Dilihat dari segi payung hukum, apakah sudah cukup?Sebenarnya sudah sangat banyak sekali, dan itu sudah lebih dari mencukupi bagi penegak hukum untuk menggunakannya secara efektif. Bukan faktor regulasi yang tidak tersedia jadi kendala pemberantasan korupsi tapi bagaimana menggunakan aturan yang ada secara efektif. Misalnya korupsi ada tujuh jenis di UU Pemberantasan Tindak Pidana Korupsi tapi yang ditangani hanya satu saja dan sisanya tidak pernah disentuh misalnya. Itu salah satu kelemahan menggunakan udang-undang dan instrumen hukum yang ada. Akan tetapi ya memang tidak dipakai secara efektif.
Lembaga penegak hukum sudah cukup dari sisi kuantitas? Seharusnya pemberantasan korupsi harus menjanjikan tapi faktanya bukan keberadaan lembaganya. Dalam kasus yang sekarang, lembaga penegak hukum masih memiliki persoalan untuk memperbaiki diri sendiri. Bagaimana mereka juga harus menyelesaikan problem korupsi yang masih ada di lingkungannya sendiri. Harus dibenahi dulu lembaga penegak hukumnya. Tanpa dibersihkan dari penyalahgunaan jabatan dan kekuasaan di dalam penegak hukum, ya tidak bisa.

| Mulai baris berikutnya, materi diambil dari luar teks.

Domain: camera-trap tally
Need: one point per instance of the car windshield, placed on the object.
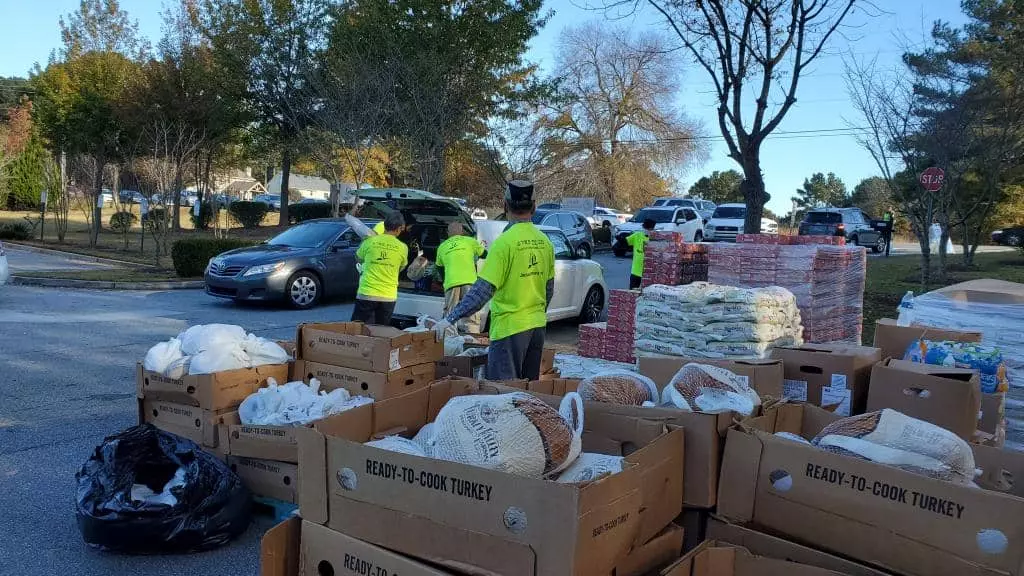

Solusi ke depan?Kalau secara umum, strategi pemberantasan adalah penegakan hukum atau
prosecution dan pencegahan. Nah, persoalan penegakan hukum kasus korupsi yang tidak optimal. Kalau strategi menggoreng ikan besar tidak pernah dilaksanakan, ya tentu saja ongkos untuk melakukan korupsi akan selalu dianggap relatif kecil. Kalau insentif melakukan korupsi masih tinggi, penegakan hukum tidak efektif.